On the hit series "Glee," Lea Michele plays Rachel Berry, a plucky high-school sophomore whose Broadway-caliber singing voice affords her little protection from the dismissive eyes of her cool-kid classmates. Not unlike a pimply-faced Dungeons & Dragons master, Rachel's prestige within McKinley High's glee club works in inverse proportion to her popularity at school.
Thursday night at the Gibson Amphitheatre, where the cast of the music-heavy "Glee" performed the first of four live concerts there, Michele needed guarding just like her fictional alter ego. But as the actress strolled through the audience belting out "Don't Rain on My Parade," it wasn't bullies and bimbos her security retinue was keeping at arm's length; rather, it was frenzied "Glee" fans desperate for a close-up glimpse of this rising star.

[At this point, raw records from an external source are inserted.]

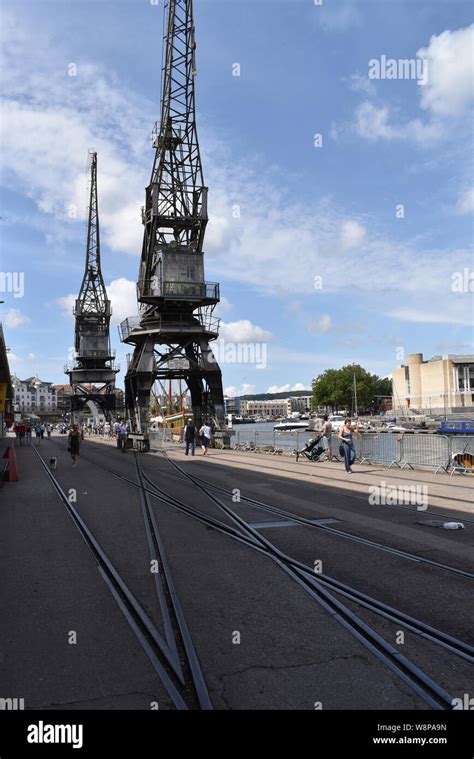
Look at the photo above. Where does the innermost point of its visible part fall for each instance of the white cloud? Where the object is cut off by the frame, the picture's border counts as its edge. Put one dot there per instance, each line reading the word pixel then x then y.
pixel 450 59
pixel 337 17
pixel 234 392
pixel 277 247
pixel 14 318
pixel 373 123
pixel 447 94
pixel 360 83
pixel 353 235
pixel 14 359
pixel 421 315
pixel 243 331
pixel 224 306
pixel 50 120
pixel 466 202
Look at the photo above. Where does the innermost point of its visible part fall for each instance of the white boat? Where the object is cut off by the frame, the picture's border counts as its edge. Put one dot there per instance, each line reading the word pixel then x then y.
pixel 291 424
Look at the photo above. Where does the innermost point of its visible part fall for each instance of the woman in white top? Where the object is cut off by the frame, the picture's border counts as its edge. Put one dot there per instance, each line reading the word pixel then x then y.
pixel 205 433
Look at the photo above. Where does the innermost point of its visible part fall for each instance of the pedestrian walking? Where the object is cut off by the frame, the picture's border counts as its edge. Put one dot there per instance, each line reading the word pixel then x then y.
pixel 327 432
pixel 345 436
pixel 205 435
pixel 122 434
pixel 190 437
pixel 21 433
pixel 74 444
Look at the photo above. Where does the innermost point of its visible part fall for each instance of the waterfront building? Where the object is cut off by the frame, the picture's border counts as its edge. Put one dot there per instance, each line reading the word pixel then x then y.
pixel 439 386
pixel 33 396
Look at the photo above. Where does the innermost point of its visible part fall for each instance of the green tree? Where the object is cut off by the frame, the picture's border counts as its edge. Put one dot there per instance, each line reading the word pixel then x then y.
pixel 335 388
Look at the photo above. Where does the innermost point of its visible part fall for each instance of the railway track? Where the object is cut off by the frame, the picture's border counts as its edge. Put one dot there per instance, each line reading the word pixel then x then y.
pixel 323 590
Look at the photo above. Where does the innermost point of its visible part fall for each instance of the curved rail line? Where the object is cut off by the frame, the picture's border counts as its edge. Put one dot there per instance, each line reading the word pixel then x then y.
pixel 319 589
pixel 185 684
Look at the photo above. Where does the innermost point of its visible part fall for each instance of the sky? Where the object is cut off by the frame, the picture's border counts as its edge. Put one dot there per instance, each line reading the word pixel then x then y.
pixel 341 200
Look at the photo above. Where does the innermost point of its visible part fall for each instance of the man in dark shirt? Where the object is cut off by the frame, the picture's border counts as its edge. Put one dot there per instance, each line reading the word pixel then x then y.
pixel 190 437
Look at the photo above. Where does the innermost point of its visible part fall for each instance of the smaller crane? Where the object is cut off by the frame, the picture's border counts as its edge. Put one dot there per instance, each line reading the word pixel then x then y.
pixel 92 376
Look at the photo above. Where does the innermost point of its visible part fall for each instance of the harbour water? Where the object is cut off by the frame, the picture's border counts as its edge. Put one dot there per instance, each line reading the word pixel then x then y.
pixel 262 434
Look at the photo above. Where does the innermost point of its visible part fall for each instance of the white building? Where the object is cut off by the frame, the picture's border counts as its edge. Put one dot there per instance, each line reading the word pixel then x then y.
pixel 33 396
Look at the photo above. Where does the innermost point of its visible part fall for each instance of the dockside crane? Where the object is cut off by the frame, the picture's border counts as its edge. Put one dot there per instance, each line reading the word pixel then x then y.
pixel 92 375
pixel 172 335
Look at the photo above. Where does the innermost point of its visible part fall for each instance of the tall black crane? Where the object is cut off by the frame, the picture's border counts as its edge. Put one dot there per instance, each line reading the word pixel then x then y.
pixel 92 376
pixel 172 335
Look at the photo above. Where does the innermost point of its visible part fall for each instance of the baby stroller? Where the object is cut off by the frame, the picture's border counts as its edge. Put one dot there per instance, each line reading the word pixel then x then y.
pixel 313 449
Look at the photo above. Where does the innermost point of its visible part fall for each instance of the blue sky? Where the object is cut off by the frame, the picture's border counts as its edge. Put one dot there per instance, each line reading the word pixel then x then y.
pixel 386 283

In case the wall-to-wall media coverage hadn't already alerted you, television's ugly ducklings have become real-world swans, and Thursday's 70-minute performance had the triumphant, sometimes self-satisfied feel of a victory lap.
Much of "Glee's" success stems from the painfully precise way it captures an outsider's sensibility; at their most inventive, the show's musical numbers both embody and contravene its characters' anxieties and aspirations. At the Gibson, though, in front of a wildly enthusiastic crowd of supporters, the cast seemed less interested in psychological complexity than in old-fashioned showbiz razzmatazz.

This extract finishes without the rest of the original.